Concernant le SMA, le rapporteur se satisfait malgré tout du maintien à un niveau élevé des crédits, qui permettront de continuer le développement de ce dispositif particulièrement efficace, comme en atteste le taux d'insertion des volontaires en fin de contrat, supérieur à 80 % depuis 2017. Les crédits permettront ainsi la mise en oeuvre du plan « Horizons 2030 », qui constitue la prolongation du plan « SMA 2025+ ».
Le service militaire adapté (SMA) et le plan « Horizons 2030 »
Créé en 1961, le SMA est un dispositif militaire qui vise à améliorer l'insertion professionnelle des jeunes ultramarins âgés de 18 à 25 ans, en ciblant particulièrement les décrocheurs scolaires. À cet effet, il propose aux bénéficiaires un accompagnement socio-éducatif pour leur permettre d'acquérir des compétences professionnelles et sociales qui renforceront leur employabilité. Chaque année, 6 000 volontaires en moyenne bénéficient de ce programme.
Le plan « Horizons 2030 » prolonge le plan « SMA 2025+ » et vise notamment à accueillir de nouveaux publics (mineurs de 16 à 18 ans, parents isolés) ou encore à permettre à tous les volontaires de passer leur permis de conduire.
Il regrette en revanche la réduction des crédits censés permettre l'extension du dispositif « Cadres d'avenir », qui permet de soutenir la formation de cadres moyens et supérieurs et de répondre aux besoins en recrutement des entreprises ultramarines.
De même, le rapporteur s'inquiète de la diminution des moyens alloués à l'Agence de l'outre-mer pour la mobilité (LADOM), de 22 M€ en AE et 19,4 M€ en CP au total, qui met en oeuvre des programmes de formation professionnelle en mobilité, à destination des demandeurs d'emploi, capitale au vu du taux de chômage constaté dans les outre-mer.
Concernant l'action 4 relative au soutien de l'économie, le rapporteur s'est alarmé de la diminution massive des crédits alloués (- 71 % en AE et - 75 % en CP), alors que ces derniers financent des dispositifs majeurs et ayant prouvé leur efficacité, à savoir :
- les prêts de développement outre-mer (PDOM), lancés en 2017, qui sont des prêts sans garantie à destination des petites et moyennes entreprises (PME) et qui interviennent en cofinancement, aux côtés d'un financement privé (prêt bancaire, apport en capital, etc.).
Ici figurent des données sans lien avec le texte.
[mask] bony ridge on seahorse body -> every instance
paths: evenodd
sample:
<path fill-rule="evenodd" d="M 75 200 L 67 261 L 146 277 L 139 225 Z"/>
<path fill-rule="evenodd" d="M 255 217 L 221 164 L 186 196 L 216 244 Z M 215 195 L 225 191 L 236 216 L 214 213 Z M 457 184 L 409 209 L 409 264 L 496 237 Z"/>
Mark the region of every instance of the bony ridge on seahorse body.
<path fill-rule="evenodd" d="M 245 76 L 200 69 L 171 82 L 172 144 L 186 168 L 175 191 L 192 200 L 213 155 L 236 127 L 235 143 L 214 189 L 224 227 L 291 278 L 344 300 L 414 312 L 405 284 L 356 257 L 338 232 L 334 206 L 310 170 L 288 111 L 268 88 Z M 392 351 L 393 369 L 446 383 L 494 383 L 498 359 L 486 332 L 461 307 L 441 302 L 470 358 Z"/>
Les PDOM visent à compenser le coût du financement privé, plus élevé en outre-mer qu'en métropole, et permettent ainsi aux PME ultramarines de se financer à un taux moyen similaire à celui constaté dans l'hexagone. Entre le 1er janvier 2019 et le 31 mars 2024, 747 PDOM ont été octroyés par Bpifrance pour un montant de 229 M€, ce qui montre le succès de ce dispositif ;
- l'aide au fret, destinée à compenser les surcoûts de transport de marchandises, liés à l'éloignement, pour les entreprises situées dans les départements et régions d'outre-mer (DROM) ainsi qu'à Saint-Barthélemy, Saint-Martin, Saint-Pierre-et-Miquelon et dans les îles Wallis et Futuna, qui permet de favoriser la production locale et de faire baisser les prix pour les consommateurs.
La réduction des moyens alloués aux PDOM et à l'aide au fret est inquiétante car ces deux dispositifs jouent un rôle crucial de soutien aux entreprises ainsi qu'à l'emploi local, alors que le niveau du chômage apparaît particulièrement élevé en outre-mer. De plus, alors que les mobilisations contre la cherté de la vie se multiplient, il apparaît assez inopportun de réduire un dispositif qui participe à l'abaissement des prix pour les consommateurs ultramarins. Le rapporteur souligne donc l'importance de mieux cibler les économies budgétaires de façon à préserver et soutenir les dispositifs ayant fait leurs preuves.